Help Desk Ticket Reference: https://na7.salesforce.com/500A00000045LkR project_key: SOA The issue here is: in a cluster environment, after a malfunction on JBoss (e.g. JVM crash, erroneous deployment etc) the registry remains with invalid endpoints and the ESB has an erroneous behavior by using those endpoints. Even your removeDeadEPR property is unusable, because as stated in the documentation the "the end-point reference for a service that is [...] slow to respond may, inadvertently, be removed from the registry by mistake". Since we have a cluster and to manually clean the DB is not just to drop the tables and restart the server, this is a major issue for us, because it can lead to erroneous service calls if a server node crashes.
Changed to a feature request to replace jUDDI as the registry implementation.
Investigation needed. See Kevin's comment.
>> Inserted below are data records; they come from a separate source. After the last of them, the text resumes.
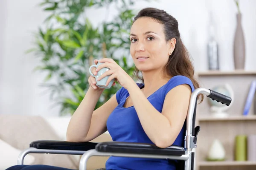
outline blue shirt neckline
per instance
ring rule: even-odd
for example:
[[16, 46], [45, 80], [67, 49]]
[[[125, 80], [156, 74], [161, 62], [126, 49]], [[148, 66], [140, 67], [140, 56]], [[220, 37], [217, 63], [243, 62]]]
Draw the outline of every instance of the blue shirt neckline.
[[[154, 91], [153, 93], [152, 93], [152, 94], [151, 94], [148, 97], [147, 97], [147, 99], [148, 99], [150, 96], [151, 96], [152, 95], [153, 95], [155, 93], [156, 93], [157, 91], [159, 91], [160, 89], [161, 89], [163, 87], [164, 87], [164, 86], [165, 86], [166, 85], [167, 85], [167, 84], [168, 84], [168, 82], [171, 81], [171, 80], [172, 79], [173, 77], [175, 77], [175, 76], [174, 76], [173, 77], [172, 77], [171, 79], [170, 79], [169, 80], [168, 80], [168, 81], [167, 82], [166, 82], [166, 84], [165, 84], [164, 85], [163, 85], [162, 86], [161, 86], [159, 88], [158, 88], [157, 90], [155, 91]], [[141, 90], [143, 88], [144, 88], [144, 84], [143, 83], [138, 83], [138, 86], [140, 88]], [[128, 109], [130, 108], [133, 108], [134, 107], [134, 105], [131, 106], [130, 106], [128, 108], [125, 108], [124, 106], [124, 105], [125, 103], [125, 102], [126, 102], [126, 100], [127, 100], [127, 98], [128, 98], [128, 97], [129, 97], [130, 96], [130, 94], [129, 94], [129, 93], [128, 93], [127, 94], [126, 94], [126, 99], [125, 100], [124, 102], [123, 102], [123, 103], [122, 104], [121, 108], [123, 109]]]

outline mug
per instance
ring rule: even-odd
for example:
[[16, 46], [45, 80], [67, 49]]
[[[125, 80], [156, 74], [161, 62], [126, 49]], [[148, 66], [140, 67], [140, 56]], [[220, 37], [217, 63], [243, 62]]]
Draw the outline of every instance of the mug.
[[100, 70], [99, 70], [98, 72], [98, 74], [96, 76], [95, 76], [94, 75], [93, 75], [93, 73], [92, 73], [92, 71], [91, 71], [91, 69], [92, 69], [92, 68], [93, 67], [95, 67], [96, 68], [97, 68], [98, 66], [99, 66], [99, 65], [100, 65], [101, 64], [102, 64], [103, 63], [103, 62], [98, 62], [98, 64], [97, 64], [97, 65], [91, 65], [90, 67], [90, 68], [89, 68], [89, 72], [90, 72], [90, 74], [92, 75], [92, 76], [95, 77], [95, 79], [96, 80], [96, 86], [97, 86], [99, 87], [100, 87], [101, 88], [110, 88], [112, 86], [112, 85], [114, 82], [114, 79], [111, 80], [111, 81], [109, 82], [109, 84], [108, 84], [108, 86], [106, 86], [106, 83], [107, 82], [107, 81], [108, 81], [108, 78], [110, 76], [106, 76], [105, 77], [103, 78], [102, 79], [101, 79], [99, 81], [97, 80], [97, 79], [98, 79], [98, 78], [100, 76], [102, 75], [106, 71], [109, 70], [110, 70], [109, 68], [107, 68], [106, 67], [105, 67], [104, 68], [102, 68], [101, 69], [100, 69]]

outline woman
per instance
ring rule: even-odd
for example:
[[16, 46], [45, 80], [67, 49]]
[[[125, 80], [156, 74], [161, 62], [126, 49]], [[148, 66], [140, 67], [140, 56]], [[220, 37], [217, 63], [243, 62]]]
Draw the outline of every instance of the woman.
[[[189, 99], [199, 85], [180, 39], [178, 22], [163, 10], [143, 9], [134, 18], [130, 39], [136, 67], [134, 75], [143, 83], [135, 83], [112, 59], [95, 60], [95, 64], [105, 63], [93, 71], [94, 74], [102, 68], [109, 68], [110, 70], [99, 79], [110, 75], [107, 84], [115, 79], [122, 87], [93, 111], [104, 89], [96, 86], [91, 76], [90, 88], [69, 123], [67, 140], [90, 141], [108, 130], [113, 141], [154, 144], [161, 148], [173, 144], [183, 146]], [[8, 170], [64, 169], [46, 165], [23, 167]], [[106, 168], [176, 169], [173, 160], [115, 156], [108, 160]]]

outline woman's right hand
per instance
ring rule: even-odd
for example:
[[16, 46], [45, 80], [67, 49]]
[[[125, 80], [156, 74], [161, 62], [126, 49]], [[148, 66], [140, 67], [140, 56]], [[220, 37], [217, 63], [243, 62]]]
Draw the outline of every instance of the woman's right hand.
[[[98, 60], [94, 60], [94, 63], [96, 65], [97, 65], [98, 62]], [[94, 76], [96, 76], [98, 74], [98, 72], [96, 71], [96, 68], [95, 67], [93, 67], [91, 69], [92, 73], [93, 74]], [[96, 79], [95, 77], [92, 76], [91, 75], [90, 77], [89, 77], [88, 82], [89, 82], [89, 84], [90, 86], [95, 91], [103, 91], [105, 89], [103, 88], [100, 88], [96, 85]], [[115, 85], [116, 85], [116, 82], [114, 82], [112, 86]]]

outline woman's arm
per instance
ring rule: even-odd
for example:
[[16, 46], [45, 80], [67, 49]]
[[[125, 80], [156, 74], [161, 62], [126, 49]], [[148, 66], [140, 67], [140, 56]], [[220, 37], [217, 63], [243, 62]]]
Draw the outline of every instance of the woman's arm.
[[171, 145], [186, 119], [192, 93], [189, 86], [180, 85], [170, 91], [166, 96], [162, 113], [136, 84], [127, 86], [141, 125], [149, 139], [160, 147]]
[[115, 94], [93, 111], [102, 91], [95, 91], [90, 87], [70, 122], [67, 132], [67, 141], [90, 141], [107, 130], [108, 118], [118, 104]]

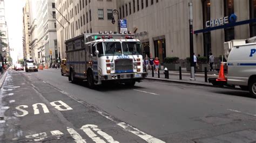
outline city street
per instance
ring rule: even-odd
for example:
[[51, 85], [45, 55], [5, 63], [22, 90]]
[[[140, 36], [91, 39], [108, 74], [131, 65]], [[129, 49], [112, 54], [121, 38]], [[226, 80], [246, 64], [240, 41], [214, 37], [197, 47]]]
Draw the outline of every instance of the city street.
[[252, 142], [256, 99], [247, 91], [145, 80], [88, 88], [59, 69], [9, 70], [0, 142]]

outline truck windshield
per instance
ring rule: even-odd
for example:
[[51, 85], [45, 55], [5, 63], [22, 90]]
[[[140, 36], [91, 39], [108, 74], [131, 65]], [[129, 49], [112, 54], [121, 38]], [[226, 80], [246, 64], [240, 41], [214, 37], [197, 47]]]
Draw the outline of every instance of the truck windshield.
[[122, 54], [121, 43], [119, 42], [103, 42], [105, 55], [120, 55]]
[[140, 42], [123, 42], [122, 44], [124, 55], [140, 54]]

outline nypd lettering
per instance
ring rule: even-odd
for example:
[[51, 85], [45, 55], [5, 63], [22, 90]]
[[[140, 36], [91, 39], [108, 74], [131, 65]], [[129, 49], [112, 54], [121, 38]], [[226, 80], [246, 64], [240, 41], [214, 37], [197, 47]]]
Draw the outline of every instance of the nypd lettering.
[[250, 55], [250, 57], [252, 57], [253, 56], [254, 54], [256, 53], [256, 49], [251, 49], [251, 54]]

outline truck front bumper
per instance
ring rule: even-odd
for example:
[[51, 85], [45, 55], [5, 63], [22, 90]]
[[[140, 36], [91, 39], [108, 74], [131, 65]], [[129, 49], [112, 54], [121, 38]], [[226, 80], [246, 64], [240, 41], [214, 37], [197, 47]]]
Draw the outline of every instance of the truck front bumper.
[[[100, 81], [125, 80], [125, 79], [139, 79], [144, 78], [147, 76], [147, 73], [124, 73], [124, 74], [112, 74], [109, 75], [100, 75]], [[96, 79], [98, 79], [96, 77]]]

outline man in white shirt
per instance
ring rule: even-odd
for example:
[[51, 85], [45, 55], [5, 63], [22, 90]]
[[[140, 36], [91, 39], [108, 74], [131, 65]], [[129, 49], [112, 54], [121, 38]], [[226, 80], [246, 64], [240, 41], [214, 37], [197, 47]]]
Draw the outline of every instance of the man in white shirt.
[[194, 55], [194, 73], [196, 73], [196, 68], [197, 68], [197, 56]]
[[213, 56], [212, 53], [210, 53], [210, 57], [209, 57], [210, 67], [211, 67], [210, 71], [212, 71], [212, 70], [213, 70], [213, 68], [212, 67], [213, 62], [214, 62], [214, 56]]

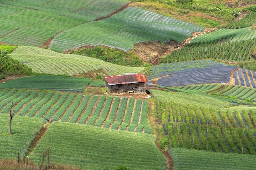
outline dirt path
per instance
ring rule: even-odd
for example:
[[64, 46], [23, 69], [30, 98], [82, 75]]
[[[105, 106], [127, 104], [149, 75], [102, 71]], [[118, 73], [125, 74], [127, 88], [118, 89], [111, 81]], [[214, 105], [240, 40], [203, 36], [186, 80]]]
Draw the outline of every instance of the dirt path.
[[[148, 112], [148, 117], [149, 117], [149, 121], [151, 124], [156, 124], [158, 127], [161, 127], [161, 124], [156, 124], [155, 122], [155, 120], [154, 117], [151, 116], [151, 110], [154, 109], [155, 107], [155, 104], [153, 102], [150, 102], [149, 100], [148, 100], [148, 104], [149, 105], [149, 111]], [[173, 159], [170, 155], [170, 154], [168, 152], [168, 149], [167, 147], [166, 147], [164, 150], [163, 150], [160, 146], [159, 141], [161, 139], [161, 136], [160, 135], [159, 130], [158, 129], [157, 131], [153, 132], [154, 135], [155, 136], [157, 135], [158, 137], [158, 139], [157, 140], [157, 147], [161, 151], [162, 153], [164, 155], [166, 159], [166, 166], [168, 167], [167, 169], [170, 170], [173, 170]]]
[[42, 137], [44, 135], [45, 135], [45, 133], [48, 129], [48, 128], [49, 126], [50, 125], [50, 124], [48, 122], [45, 123], [43, 126], [43, 128], [41, 129], [39, 132], [37, 133], [36, 135], [36, 137], [31, 142], [30, 145], [29, 145], [28, 150], [27, 152], [26, 152], [26, 153], [23, 157], [23, 161], [25, 161], [27, 155], [33, 154], [33, 150], [35, 148], [36, 148], [36, 146]]

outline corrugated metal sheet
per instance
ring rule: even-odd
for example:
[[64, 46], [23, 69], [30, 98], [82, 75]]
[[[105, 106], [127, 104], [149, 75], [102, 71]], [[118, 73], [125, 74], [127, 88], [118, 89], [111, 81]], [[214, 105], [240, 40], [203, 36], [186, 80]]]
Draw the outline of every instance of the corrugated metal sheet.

Link: Added: This issue relates to JBESB-3629
When using jUDDI v3, it makes much more sense to use user defined keys, and have part of the binding key be the host and port name. This way the existing binding keys are simply reused rather then a new set being created when the servers come back up. Also the new jUDDI v3.1 client ships with a service cache, which is updated by a subscription (when a service or endpoints change or are removed the client caches are informed). This is using standard UDDI v3 functionality so should work with any v3 registry and makes the registry much more dynamic. This reduces the problem to removing dead endpoint information of nodes that are really gone. I would think that a 3 'strikes you're out' policy in the ServiceInvoker should do the trick, that with an optional periodic query ("am I in the registry") - if not, reregistration to bring back services that could not be seen due to for example temporary network issues. "The real solution is to have a 'service repository' that reacts dynamically to cluster members appearing/disappearing" if you have this info then you can do registration/unregistration right there.. My 2 cents. --Kurt
It is not the client behaviour that is the issue here, rather it is the missing 'dead endpoint information' of the nodes that have disappeared. The 'three strikes' doesn't work given the number of times this is raised by customers. Having an alternate implementation which can react to the topology changes is preferable. Kev
Sorry, I should clarify and say that the 'three strikes' wouldn't work given that customers are unhappy with the current implementation (possible removal after one).